Im allgemeinen rechnen die ForscherInnen dennoch damit, daß die Wärme zumindest in unseren Breitengraden der landwirtschaftlichen Produktion mehr nützt als schadet, weil das Temperaturoptimum vieler Pflanzen ein paar Grad höher liegt, als sie es heute hierzulande vorfinden. Um künstliche Bewässerung aber wird man aber an vielen Standorten nicht herumkommen.

Fatal allerdings sieht es für Länder in der Nähe des Äquators aus. Die Hitze läßt viele Pflanzen schneller altern oder gar absterben. Reis, das Hauptnahrungsmittel vieler Regionen, reagiert auf Hitze mit Sterilität. Der schon heute harte Kampf ums Wasser wird sich weiter verschärfen. „Die Getreidepreise auf dem Weltmarkt würden infolgedessen erheblich ansteigen. Millionen Menschen droht dann Jahr für Jahr der Hungertod“, faßt die Enquete- Kommission mehrere Prognosen zusammen. Sämtliche Klimaszenarien gehen davon aus, daß es aufgrund des Temperaturanstiegs zu weltweiten Ertragseinbußen von 11 bis 20 Prozent kommen wird. Wieviel davon der CO2-Düngeeffekt ausgleichen kann, ist höchst umstritten. Die Rechnung hat noch viele Unbekannte. Nicht nur extreme Wetterereignisse wie Hagelschauer und Stürme werden nach vielen Szenarien zunehmen. Auch die Insekten, die die Pflanzen bestäuben, bleiben von der veränderten Umgebung nicht unberührt.
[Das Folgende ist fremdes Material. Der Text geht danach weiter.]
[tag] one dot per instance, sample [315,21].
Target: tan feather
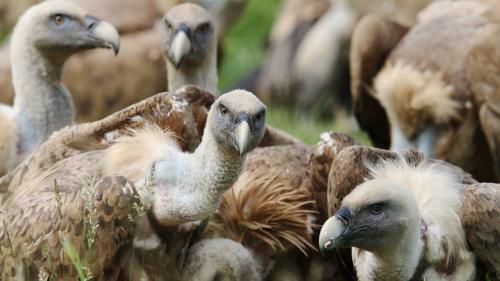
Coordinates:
[260,206]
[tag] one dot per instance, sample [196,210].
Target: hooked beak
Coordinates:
[242,138]
[334,230]
[180,48]
[104,33]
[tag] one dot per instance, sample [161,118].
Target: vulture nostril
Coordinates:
[344,215]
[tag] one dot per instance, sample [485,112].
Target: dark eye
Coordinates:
[168,24]
[260,116]
[204,27]
[223,111]
[59,19]
[376,209]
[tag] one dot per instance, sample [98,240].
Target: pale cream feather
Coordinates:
[401,86]
[133,156]
[8,140]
Umgekehrt können sich auch die Blütezeiten der Pflanzen verändern, so daß die heute noch gut aufeinander abgestimmten Entwicklungsphasen von Pflanze und Tier nicht mehr miteinander harmonieren. Vielen Krankheitserregern und Schädlingen werden die ausbleibenden Fröste sehr zupaß kommen. Ganze Ökosysteme können aus den Fugen geraten. Sind erst einmal einige Arten verschwunden, kommt es womöglich zu einem Dominoeffekt beim Aussterben, der dann nicht mehr zu stoppen sein wird.